In one case, a model ranked at the top of a standard chest X-ray benchmark without being shown a single X-ray. In another, the researchers explicitly told the model it did not have access to the images and asked it to guess. Performance went down. The model did better when it was allowed to imagine a “mirage image” and reason from that fiction than when it was asked to reason honestly about missing data.

Why ‌AI ‌Agents ‌Need Better Data, and the APIs That Will Power Them

For a field now pivoting from chatbots to autonomous agents, that is a structural problem. And it is a data problem before it’s a model problem.

From Assistants to Agents: The Stakes on Every Data Source Just Rose

For most of the last few years, consumer health AI has mostly meant a chatbot window. A user asks, the system answers, and the user decides what to do with it.

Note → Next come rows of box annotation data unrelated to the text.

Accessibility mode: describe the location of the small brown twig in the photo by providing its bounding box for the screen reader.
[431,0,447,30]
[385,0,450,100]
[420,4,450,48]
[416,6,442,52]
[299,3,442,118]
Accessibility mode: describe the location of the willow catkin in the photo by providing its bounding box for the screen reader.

Even outside healthcare this has been the m.o. (I am thinking about my least favorite hotel app which offers me an opportunity to chat with the front desk, except they are never there and the answers not really helpful). In that setup, the user acts as the final check on a confident mistake. Agentic AI changes the shape of the system. 

BCG’s 2026 outlook describes agents that “observe, plan, and act on their own,” and those systems are already showing up in care coordination, protocol adjustments, and the next layer of personalization in digital health. That is a meaningful jump in capability and shrinks the buffer between a model’s output and a real-world consequence.

In that new architecture, every upstream data source turns into a trust boundary. If the data is noisy, inconsistent, or unverified, the agent doesn’t pause. It still produces a plan, and worse still, speaks about it very confidently, especially when the instruction is to act.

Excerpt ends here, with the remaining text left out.